Кэшин посмотрел на собак – они блаженствовали перед огнем. Почувствовав взгляд хозяина, подняли головы, посмотрели на него, вздохнули и поворочались.
– Тебе бы в парламент, – сказал Кэшин. – Для повышения стандартов. И внешность, и интеллект не подкачали.
– У собаки Слепого Фредди [32] шансов и то больше, – возразила она. – Я хочу, чтобы у этого городка появился хоть какой-нибудь выбор, чтобы он наконец зашевелился. А что делаешь ты?
– Расследую дело.
– Именно ты или убойный отдел?
– Я не могу говорить за убойный отдел. Невеликое…
– Что «невеликое»?
– Забыл. Меня нельзя перебивать. Я ведь в отпуске, вне зоны доступа.
– И уж конечно, протоптал дорожку между своим долгом и незаконным забором на моем участке.
32
Слепой Фредди– в австралийском сленге олицетворение недееспособности, которое обычно используется в выражениях, констатирующих общеизвестность, самоочевидность чего-либо («Это ясно даже слепому Фредди» и т. п.). Восходит, по одной версии, к личности и имени слепого коробейника, жившего в Сиднее в 1920-е гг., по другой – к прозвищу инспектора полиции сэра Фредерика Уильяма Поттингера (1831–1865), которому долгое время не удавалось поймать знаменитого австралийского бандита Бена Холла.
– Дорожке сто лет в обед. Можно сказать, исторический путь к исторической границе.
– Ну, тогда я по ней прогуляюсь, – заявила Хелен. – Хочу посмотреть тебе в глаза в тот момент, когда ты несешь свою ахинею.
– Это тоже фигура речи? – съязвил Кэшин.
– Нет. Я скоро буду, вернее, не скоро, а как доберусь.
– Что, прямо сейчас?
– Уже выхожу.
– Так уже темнеет!
– Еще не скоро. И я возьму фонарь.
– Здесь много змей.
– Я не боюсь змей, сосед.
– Крысы. Большие водяные крысы. И земляные.

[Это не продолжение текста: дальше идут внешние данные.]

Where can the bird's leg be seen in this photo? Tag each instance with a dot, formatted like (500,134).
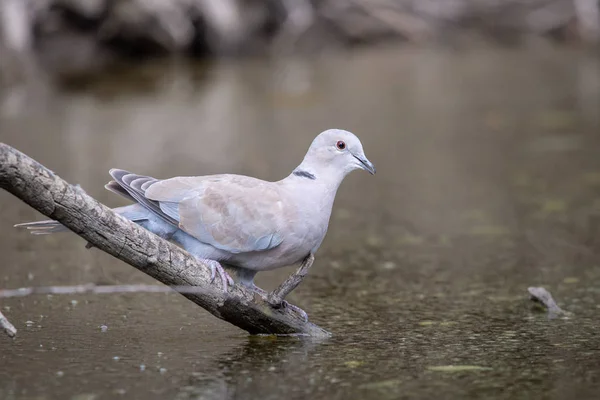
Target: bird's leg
(277,296)
(215,267)
(265,295)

– Подумаешь! Четвероногие крысы меня не пугают. Иду…
В вечерних сумерках он издалека заметил красную куртку, яркую, как факел. Потом с той стороны дунул ветер, собаки почуяли ее запах и ринулись навстречу. Они могли бы напугать, но Хелен держала руки в карманах и, похоже, боялась собак не больше, чем змей или крыс.
Они подошли друг к другу, и Хелен сухо протянула ему руку. Она выглядела посвежевшей, румянец играл на ее щеках.
– Полагаю, ты можешь обвинить меня в нарушении границ частных владений, – сказала она.
– Успеется, – ответил Кэшин. – Пойду-ка я впереди. Здесь нор полно, не хочу, чтобы меня засудили за причинение вреда здоровью.
Он круто повернулся и зашагал впереди нее.
– Высокоправообеспеченная встреча, – ехидно заметила Хелен.
– Встреча? Нет, скорее допрос.
Они молча шли вверх по холму. У калитки Кэшин свистнул собак, и они подбежали с разных сторон.
– Хорошо выдрессированы, – заметила Хелен.
– Хорошо проголодались. Ужинать пора. – У задней двери он предупредил: – За то, что увидишь, не извиняюсь. Я живу в развалине.
Они вошли и через коридор попали в большую комнату.
– О боже! – только и сказала она. – Это что?
– Бальная зала. Я здесь даю балы, знаете ли.
Кэшин загнал собак в кухню, провел гостью в жилые комнаты, досадуя про себя на лоскутья обоев, трещины на штукатурке, кипы пожелтевших от времени газет.
– А здесь ты, видимо, отдыхаешь после бала, – заметила Хелен. – И понятно – тут уютнее, да и теплее.
– Наше убежище, – поддержал ее тон Кэшин. – Так сказать, салон.
Слово «салон» он вычитал в каком-то старом романе, но до знакомства с Рэем Сэррисом не знал его, это точно.
Хелен посмотрела на него, оценив шутку, и прикусила нижнюю губу.
– Мне очень неловко оттого, что я пришла сюда, – произнесла она. – Но я очень зла!
Кэшин скинул газеты со стула прямо на пол и сказал:
– Так садись, раз уж пришла!
Она села.
Он не знал, как быть дальше, и смущенно продолжил:
– Надо бы собак покормить. Чай, кофе? Чего покрепче?
– Это для собак? Выбираю я? Ну тогда чаю и печенья.
– Отлично. А тебе?
– Чего покрепче – это что? – поинтересовалась она, снимая куртку и оглядывая комнату, музыкальный центр, полки с дисками и книгами.
– Ну, пиво… Красное вино, ром. Кофе с ромом – отличная штука в холод, значит, сейчас можно хоть каждый день. Только маленькую чашку. Хотя большая тоже пойдет.